A number of corporate finance players suggested this was not just as a result of poor investment outcomes but also wariness at changing rules of engagement, which made Australia a less certain destination for Chinese capital.

Azure Capital director Simon Price said everyone in the market had noted the changes of policy emanating from the Foreign Investment Review Board.

Chinese deals are particularly sensitive to FIRB rulings because state-owned foreign enterprises have an even greater level of scrutiny applied to them.

FIRB’s changing, and typically tightening, position on Chinese investment was viewed as a contrast to rival markets in Africa, which had put out the welcome mat.

“It sends a signal that we are not bending over backwards to attract their money,” Mr Price said.

“I think there might be a perception that barriers are being erected whereas in other places they are being removed.”

Mr Egerton-Warburton said the mining tax was one of the reasons that Chinese investment into Australia had stalled.

“If you are choosing between countries, the mining tax is a good reason to go, for instance, to Zambia,” he said.

Mr Constantine suggested that certain taxes were simply part of a bigger picture.

“Is it the mining tax itself, or the prospect of another change in policy that does your head in?”

But the corporate finance sector did not suggest that the issues around China were a one-way street.

There had been considerable consternation about the way Chinese investors wielded power behind the scenes and there had been negative experiences in the market about the way the Asian powerhouse’s investment companies operated as strategic stakeholders.

“There is a difference between wanting a Chinese company to take you out versus wanting a Chinese company on your register,” Gilbert + Tobin partner Marcello Cardaci said.

“That is a big difference now.

“Before there was desperation in the GFC; now if you have alternatives you may not want the headache of dealing with that particular foreign investor.”

Debt finance

Mr Anghie pointed out that foreign investment was not exclusively equity and that debt funding had played a big role. That had now diminished due to the tightening of the global banking sector.

“A lot of foreign investment that occurred into risky projects would not happen in today’s market,” he said.

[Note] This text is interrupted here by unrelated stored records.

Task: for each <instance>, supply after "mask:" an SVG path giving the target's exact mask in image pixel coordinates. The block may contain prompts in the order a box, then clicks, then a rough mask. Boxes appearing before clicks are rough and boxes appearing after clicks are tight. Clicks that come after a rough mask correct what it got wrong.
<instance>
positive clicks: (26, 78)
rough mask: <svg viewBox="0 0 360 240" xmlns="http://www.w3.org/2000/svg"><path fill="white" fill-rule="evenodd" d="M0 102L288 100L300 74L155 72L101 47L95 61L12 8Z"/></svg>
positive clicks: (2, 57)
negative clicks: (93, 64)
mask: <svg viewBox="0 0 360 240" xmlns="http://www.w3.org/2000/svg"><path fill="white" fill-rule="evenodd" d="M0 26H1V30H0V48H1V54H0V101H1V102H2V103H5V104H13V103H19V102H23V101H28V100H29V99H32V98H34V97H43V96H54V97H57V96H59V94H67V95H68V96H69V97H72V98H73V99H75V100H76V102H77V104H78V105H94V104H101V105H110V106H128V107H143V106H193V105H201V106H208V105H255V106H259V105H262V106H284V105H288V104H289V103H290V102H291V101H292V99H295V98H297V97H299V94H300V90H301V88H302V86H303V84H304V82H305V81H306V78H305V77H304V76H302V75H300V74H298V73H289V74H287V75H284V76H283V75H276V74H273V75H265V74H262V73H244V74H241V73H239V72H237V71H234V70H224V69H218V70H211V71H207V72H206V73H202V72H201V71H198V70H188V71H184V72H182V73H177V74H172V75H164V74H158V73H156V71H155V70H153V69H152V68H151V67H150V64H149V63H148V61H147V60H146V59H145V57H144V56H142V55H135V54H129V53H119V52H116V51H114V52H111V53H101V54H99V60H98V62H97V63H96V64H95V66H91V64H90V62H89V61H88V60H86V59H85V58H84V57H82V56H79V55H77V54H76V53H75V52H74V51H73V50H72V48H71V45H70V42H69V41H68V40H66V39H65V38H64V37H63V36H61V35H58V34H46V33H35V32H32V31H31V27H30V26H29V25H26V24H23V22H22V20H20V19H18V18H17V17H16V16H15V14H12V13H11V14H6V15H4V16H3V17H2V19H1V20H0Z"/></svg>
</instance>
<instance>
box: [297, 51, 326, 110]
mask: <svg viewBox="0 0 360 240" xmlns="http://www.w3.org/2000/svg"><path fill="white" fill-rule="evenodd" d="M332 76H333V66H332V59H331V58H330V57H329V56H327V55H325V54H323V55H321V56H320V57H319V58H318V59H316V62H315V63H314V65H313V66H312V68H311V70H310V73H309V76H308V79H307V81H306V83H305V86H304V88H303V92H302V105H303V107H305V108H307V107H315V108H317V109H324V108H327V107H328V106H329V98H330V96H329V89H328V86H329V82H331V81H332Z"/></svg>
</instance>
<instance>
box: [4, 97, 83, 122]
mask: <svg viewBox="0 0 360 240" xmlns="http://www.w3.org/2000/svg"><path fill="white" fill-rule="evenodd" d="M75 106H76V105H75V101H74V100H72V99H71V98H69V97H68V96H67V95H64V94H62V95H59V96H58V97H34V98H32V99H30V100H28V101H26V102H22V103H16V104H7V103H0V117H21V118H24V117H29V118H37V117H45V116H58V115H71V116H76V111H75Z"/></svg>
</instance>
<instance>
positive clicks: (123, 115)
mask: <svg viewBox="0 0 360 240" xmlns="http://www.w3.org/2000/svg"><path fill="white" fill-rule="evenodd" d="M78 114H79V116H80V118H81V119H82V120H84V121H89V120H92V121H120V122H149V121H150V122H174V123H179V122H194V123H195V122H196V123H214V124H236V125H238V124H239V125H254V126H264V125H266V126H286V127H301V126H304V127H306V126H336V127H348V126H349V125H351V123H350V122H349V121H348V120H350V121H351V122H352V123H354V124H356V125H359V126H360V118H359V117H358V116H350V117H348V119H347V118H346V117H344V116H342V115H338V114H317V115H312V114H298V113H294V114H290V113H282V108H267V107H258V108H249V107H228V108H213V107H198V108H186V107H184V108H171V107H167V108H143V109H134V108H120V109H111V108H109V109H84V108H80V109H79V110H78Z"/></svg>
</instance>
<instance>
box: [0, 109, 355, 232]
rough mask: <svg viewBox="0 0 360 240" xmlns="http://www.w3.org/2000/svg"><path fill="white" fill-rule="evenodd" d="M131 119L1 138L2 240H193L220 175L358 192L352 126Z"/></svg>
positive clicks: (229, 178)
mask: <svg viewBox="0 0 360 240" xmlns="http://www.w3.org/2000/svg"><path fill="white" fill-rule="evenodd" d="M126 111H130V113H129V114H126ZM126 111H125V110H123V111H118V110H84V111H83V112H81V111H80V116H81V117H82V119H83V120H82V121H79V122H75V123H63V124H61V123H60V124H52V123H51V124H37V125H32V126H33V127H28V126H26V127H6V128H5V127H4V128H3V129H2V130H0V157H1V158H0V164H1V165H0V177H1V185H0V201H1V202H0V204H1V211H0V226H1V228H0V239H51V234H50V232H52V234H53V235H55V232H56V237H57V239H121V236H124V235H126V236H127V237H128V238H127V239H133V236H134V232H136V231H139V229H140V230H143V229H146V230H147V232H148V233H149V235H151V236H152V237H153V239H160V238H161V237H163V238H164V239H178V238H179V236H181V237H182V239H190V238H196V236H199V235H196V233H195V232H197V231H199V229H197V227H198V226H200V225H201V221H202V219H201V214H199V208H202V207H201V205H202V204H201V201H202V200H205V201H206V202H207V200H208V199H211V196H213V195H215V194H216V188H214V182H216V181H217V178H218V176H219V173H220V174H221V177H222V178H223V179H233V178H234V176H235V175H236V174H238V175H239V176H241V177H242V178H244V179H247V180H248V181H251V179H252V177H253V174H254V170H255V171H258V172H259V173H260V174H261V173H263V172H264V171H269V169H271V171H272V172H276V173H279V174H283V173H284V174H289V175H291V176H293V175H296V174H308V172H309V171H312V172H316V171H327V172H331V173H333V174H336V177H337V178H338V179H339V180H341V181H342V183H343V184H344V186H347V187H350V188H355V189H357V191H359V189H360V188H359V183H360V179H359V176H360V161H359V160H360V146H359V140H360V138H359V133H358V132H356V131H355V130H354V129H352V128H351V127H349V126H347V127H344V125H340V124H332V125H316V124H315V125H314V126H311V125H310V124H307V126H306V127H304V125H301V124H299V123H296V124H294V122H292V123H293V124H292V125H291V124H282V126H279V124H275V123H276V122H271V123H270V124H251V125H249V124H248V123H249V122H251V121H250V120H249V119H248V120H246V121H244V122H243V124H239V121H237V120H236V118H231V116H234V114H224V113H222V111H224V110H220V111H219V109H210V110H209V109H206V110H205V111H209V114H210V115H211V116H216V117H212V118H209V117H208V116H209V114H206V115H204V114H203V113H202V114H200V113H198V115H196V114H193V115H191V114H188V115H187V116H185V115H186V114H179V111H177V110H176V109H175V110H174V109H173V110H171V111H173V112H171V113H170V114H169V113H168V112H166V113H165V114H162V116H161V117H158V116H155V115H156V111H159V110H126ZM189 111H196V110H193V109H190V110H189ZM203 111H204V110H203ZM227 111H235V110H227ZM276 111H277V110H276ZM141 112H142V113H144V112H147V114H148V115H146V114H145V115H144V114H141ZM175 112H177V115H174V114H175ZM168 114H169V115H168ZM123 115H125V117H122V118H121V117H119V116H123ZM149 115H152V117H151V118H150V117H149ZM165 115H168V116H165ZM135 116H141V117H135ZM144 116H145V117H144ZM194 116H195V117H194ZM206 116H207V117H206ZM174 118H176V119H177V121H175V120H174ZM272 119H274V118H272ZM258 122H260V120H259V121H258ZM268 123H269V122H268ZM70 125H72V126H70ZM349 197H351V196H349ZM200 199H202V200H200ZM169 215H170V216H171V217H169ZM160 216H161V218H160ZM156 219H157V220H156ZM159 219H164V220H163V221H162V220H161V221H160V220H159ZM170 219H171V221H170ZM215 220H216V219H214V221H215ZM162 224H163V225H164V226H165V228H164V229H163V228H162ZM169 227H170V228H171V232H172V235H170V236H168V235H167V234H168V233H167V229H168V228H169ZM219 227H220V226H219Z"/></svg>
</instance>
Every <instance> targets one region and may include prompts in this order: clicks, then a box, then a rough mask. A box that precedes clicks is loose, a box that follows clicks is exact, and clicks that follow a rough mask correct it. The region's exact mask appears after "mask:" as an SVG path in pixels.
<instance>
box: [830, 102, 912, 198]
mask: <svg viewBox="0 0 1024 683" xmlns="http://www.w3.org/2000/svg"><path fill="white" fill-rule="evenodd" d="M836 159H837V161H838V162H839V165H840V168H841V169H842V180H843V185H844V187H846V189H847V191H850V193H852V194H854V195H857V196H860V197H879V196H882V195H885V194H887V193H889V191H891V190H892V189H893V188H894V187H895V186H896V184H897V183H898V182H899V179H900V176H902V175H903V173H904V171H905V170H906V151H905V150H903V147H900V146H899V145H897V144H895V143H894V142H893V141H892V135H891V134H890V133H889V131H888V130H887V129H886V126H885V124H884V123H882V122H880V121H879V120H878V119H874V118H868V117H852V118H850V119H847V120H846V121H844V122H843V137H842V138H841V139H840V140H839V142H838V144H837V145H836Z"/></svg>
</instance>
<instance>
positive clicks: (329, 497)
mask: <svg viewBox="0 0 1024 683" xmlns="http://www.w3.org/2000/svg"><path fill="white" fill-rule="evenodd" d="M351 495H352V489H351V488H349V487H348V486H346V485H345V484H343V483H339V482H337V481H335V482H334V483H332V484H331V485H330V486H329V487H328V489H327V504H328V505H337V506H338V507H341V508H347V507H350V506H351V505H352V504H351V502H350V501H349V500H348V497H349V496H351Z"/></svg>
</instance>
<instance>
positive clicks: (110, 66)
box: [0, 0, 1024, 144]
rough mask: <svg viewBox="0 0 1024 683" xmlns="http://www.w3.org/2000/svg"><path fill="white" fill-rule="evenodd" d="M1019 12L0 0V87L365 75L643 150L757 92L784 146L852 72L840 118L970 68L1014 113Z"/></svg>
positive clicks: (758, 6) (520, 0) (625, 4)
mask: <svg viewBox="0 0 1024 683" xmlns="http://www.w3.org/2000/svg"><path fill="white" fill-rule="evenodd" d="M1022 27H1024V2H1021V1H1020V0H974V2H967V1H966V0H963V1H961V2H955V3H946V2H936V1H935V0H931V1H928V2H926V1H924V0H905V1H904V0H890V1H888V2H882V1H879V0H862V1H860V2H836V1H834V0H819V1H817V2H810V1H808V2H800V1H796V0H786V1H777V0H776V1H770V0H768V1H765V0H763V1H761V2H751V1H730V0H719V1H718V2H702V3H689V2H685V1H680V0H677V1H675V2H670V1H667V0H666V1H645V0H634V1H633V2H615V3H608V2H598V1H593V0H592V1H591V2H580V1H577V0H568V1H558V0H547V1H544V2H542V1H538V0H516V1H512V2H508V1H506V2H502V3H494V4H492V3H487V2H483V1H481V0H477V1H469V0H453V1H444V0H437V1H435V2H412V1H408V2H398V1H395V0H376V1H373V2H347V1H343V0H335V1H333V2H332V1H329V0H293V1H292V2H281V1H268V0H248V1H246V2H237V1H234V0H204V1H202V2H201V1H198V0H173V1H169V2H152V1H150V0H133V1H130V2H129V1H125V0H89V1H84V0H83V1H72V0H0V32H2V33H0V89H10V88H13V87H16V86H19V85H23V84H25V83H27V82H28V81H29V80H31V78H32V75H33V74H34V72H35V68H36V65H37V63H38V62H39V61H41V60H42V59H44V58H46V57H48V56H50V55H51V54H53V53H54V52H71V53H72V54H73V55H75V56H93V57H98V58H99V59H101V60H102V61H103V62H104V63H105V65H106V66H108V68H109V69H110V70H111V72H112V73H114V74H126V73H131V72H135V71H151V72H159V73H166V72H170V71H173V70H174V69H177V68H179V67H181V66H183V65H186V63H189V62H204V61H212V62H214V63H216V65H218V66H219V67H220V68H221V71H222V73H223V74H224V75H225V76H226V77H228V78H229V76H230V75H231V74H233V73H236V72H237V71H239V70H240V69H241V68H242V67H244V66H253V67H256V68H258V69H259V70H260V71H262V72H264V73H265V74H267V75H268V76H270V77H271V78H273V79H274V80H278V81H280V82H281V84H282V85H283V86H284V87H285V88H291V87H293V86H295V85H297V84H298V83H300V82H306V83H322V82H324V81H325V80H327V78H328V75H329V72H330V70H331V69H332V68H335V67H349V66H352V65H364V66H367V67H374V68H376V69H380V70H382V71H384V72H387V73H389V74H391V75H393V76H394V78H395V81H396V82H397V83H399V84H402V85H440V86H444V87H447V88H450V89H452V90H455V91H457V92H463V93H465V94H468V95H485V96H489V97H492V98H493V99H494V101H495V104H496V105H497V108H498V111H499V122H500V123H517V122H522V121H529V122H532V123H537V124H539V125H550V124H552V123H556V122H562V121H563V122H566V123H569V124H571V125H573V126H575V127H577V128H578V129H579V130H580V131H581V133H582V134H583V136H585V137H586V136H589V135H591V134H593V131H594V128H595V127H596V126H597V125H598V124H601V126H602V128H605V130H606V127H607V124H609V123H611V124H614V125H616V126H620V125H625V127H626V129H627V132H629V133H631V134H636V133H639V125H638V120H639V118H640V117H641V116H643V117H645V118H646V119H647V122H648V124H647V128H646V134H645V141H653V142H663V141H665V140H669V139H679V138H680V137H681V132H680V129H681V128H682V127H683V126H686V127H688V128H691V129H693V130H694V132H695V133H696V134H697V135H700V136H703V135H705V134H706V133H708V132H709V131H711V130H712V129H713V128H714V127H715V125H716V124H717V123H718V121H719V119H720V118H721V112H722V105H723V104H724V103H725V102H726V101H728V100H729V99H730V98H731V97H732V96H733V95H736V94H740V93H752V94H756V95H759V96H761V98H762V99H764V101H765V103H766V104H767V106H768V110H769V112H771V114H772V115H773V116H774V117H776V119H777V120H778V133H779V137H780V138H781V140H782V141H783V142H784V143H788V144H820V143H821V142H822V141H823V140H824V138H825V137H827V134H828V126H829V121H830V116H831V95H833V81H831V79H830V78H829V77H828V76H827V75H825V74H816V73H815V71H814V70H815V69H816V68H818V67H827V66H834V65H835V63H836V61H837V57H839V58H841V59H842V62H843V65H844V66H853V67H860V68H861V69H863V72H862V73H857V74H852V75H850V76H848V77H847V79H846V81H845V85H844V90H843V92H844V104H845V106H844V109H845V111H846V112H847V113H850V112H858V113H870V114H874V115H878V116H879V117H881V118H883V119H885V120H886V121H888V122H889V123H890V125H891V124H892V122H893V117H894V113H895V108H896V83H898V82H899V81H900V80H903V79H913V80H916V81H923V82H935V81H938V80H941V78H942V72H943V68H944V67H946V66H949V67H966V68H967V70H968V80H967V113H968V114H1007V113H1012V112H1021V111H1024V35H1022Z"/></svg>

“A lot of what we saw was debt funded and today they would not be able to get the debt to fund those projects.

“Some of those projects, particularly Indian-based projects, are not going to be able to get the capital to actually execute the plan they went into the investment on.”

On the local debt-funding scene, Commonwealth Bank head of corporate acquisition and advisory WA Steve Dorlandt said that, like equity market investors, banks had money available but had retreated to the quality end of the market.

“It is not the boom cycle anymore,” Mr Dorlandt said.

“We are unlikely to see those (again) in our lifetime. We are doing true leveraged finance.

“Like a private equity firm, like any investors, you are doing it for the right reasons.”